The action director’s WWII stand-off is shaggy but boasts a killer climax and an excellent ensemble.
Occupied France. 1941. The egomaniacal, romantic SS Colonel Von Brückner (Daniel Bernhardt) and his supposed French mistress Marie (Nina Bergman) are ambushed by the Resistance on their way to secret away gold pilfered from Von Brückner’s superiors. They survive.
Liberated France. 1944. Marie, reviled as a collaborator, strikes a deal with a small band of American soldiers, led by the cynical, pragmatic Major Maitland (Louis Mandylor). In exchange for rescuing her from being tarred and feathered, Marie will lead Maitland and his men to the cemetery where the gold is hidden. They’ll secure their financial futures, and Marie will get to live.
Would that it was so simple. Marie has secrets—some she’s kept by choice, and others were forced on her by a bad hand after bad hand after bad hand. She’s played many roles and been declared many things over the war, and at this stage, all she wants is to be done with it all.
But Maitland wants the gold. He wants his gold. And while he’s a burn
–out, two of the three men under his command are full-on rotten. A lone Resistance member named George (Dominique Vandenberg), who has a history with Marie, tries to charge in guns blazing. As the Nazis flee France, the now scarred Von Brückner takes a few loyal men and makes a detour.
There will be blood.
It’s a treat to see Johnson continually honing his craft as an action director, but what’s even more striking is how much of Hell Hath No Fury is a straight, bracingly bleak drama.
Hell Hath No Fury is the bleakest, grodiest film that prolific action filmmaker Jesse V. Johnson has made since 2017’s pulp revenger Savage Dog. As a stand-off/war movie with slight caper and supernatural elements, it’s a stylistic departure from his previous action-heavy works with Scott Adkins. These include, in addition to Savage Dog, Accident Man, both Debt Collector movies, the action star-studded Triple Threat, and the full-blown masterpiece Avengement—one of 2019’s very best films.
Indeed, Hell Hath No Fury’s action is, by design, a great deal rougher than it is in much of Johnson’s recent work. Marie, Maitland, his men, and George have been worn raw by the war. They’re creative, driven, and skilled, but none of them came to the cemetery planning to fight. Even Von Brückner, who did plan for violence, is hardly comparable to, say, Pilou Asbæk’s sneering villain in Overlord. Hell Hath No Fury’s fights are chaotic (in content, not execution), frazzled, and as dependent on the fighters’ luck as they are on their martial ability.
It’s a treat to see Johnson continually honing his craft as an action director, but what’s even more striking is how much of Hell Hath No Fury is a straight, bracingly bleak drama. Its script (by Katherine Lee McEwan) is a bit shaggy before the main players assemble and the timeline catches up to the present. Its dialogue is occasionally overly expository. But with that said, it features some very fine character work, which Johnson and the cast put to really good use.

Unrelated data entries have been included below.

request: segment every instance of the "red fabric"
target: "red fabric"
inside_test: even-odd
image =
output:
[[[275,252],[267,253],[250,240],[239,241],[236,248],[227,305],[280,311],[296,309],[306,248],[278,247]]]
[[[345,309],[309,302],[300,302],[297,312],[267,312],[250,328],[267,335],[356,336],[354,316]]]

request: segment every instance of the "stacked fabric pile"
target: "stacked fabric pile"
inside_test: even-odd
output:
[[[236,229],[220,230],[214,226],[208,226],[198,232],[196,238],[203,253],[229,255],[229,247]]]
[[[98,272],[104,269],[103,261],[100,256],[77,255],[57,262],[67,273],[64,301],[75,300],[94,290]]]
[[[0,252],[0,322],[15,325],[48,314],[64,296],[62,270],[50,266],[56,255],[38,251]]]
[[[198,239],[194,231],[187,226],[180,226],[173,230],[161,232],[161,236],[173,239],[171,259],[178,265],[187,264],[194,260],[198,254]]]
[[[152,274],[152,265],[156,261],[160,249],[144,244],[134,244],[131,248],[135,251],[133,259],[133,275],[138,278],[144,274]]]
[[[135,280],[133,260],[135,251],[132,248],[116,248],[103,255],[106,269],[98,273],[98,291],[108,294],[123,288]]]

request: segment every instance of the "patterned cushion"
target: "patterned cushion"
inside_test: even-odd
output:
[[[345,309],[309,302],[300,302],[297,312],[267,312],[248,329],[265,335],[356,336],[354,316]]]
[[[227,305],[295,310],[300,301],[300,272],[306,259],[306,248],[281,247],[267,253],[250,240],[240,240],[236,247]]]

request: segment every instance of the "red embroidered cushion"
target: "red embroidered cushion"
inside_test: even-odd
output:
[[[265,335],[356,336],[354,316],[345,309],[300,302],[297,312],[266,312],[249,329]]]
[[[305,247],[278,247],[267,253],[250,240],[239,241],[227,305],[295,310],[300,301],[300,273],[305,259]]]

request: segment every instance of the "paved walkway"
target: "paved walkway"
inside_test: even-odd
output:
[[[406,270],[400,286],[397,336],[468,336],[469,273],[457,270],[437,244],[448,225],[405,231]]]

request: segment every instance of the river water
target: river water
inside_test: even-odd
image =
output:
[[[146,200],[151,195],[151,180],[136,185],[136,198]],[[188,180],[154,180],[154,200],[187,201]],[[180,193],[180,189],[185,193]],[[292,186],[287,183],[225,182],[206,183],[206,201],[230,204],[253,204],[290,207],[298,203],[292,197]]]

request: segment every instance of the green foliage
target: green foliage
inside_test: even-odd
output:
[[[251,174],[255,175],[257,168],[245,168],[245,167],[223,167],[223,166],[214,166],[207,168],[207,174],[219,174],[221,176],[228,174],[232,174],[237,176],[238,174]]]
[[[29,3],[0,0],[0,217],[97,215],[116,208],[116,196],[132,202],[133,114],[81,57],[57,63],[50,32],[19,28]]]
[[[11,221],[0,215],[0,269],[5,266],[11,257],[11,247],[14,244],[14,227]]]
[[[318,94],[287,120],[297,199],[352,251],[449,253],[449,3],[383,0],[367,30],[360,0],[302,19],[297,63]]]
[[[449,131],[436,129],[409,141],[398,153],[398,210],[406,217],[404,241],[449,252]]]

Bergman’s Marie is looking for an end. She’s exhausted, terrified, and infuriated by all that she has lived through. She’s been branded a liar so often that she doesn’t expect to be believed when she tells the truth, even while she keeps her secrets. And she’s through with all those who’d lose themselves in their own worlds. Bergman’s weariness is compelling, and she plays the heavier moments of Marie’s arc well.
Mandylor and Vandenberg, longtime Johnson collaborators, get to play with their usual images to fun effect. Mandylor’s Maitland has a scrap of the bruised decency he brought to Sue in the Debt Collector movies and plenty of the ruthlessness he demonstrated as The Mercenary’s villain, but he gives Maitland a fresh, unsettling apathy and amorality. There’s a coldness to the man that makes him intriguing.
Likewise, Vandeberg (acting primarily in French) makes George into a sympathetic if blinkered figure. He’s indecisive and (perhaps literally) haunted by the weight of his inactions and tries to overcompensate to catastrophic results that he cannot face head-on. George is classically pathetic, and Vandenberg’s portrayal of that is very impressive.
Von Brückner’s a distinct sort of twisted among cinematic Nazis and Bernhardt plays him stupendously.
Both men do strong work, but the standout of Hell Hath No Fury’s ensemble is far and away Bernhardt. He renders Von Brückner a man sincerely in love with Marie, but blithely, sickeningly apathetic to everything else. He wants what he wants, and thus he should have it. Stealing gold from his superiors is a bit scary because they’re his superiors. But the atrocities that netted the Nazis that plunder? What do they matter? What matters is that he and Marie will live the life he believes they deserve. His romance is all that matters to him.
No one is quite on the same side in Hell Hath No Fury. It is, at times, very bleak—a tale of greed and wounds and the shabbier side of humanity amidst war, where the most moral person in the film (and its lone Black character, played by Josef Cannon) is one of the first to die. But throughout that bleakness, and throughout the excellent climax (which features a piece of choreography that may well rival Savage Dog’s most gloriously and notoriously zonked moment) Johnson and the ensemble keep an eye on the genuine, on the true.
The result? A solid stretch from one of the great action directors working today, one that speaks to the thrill to be found in creative folks pushing themselves to try something new. It may not match Avengement or Debt Collectors, but Hell Hath No Fury’s a good film. It’s well worth checking out, but keep its bleakness in mind.
Hell Hath No Fury opens in theaters today and arrives on digital November 9th.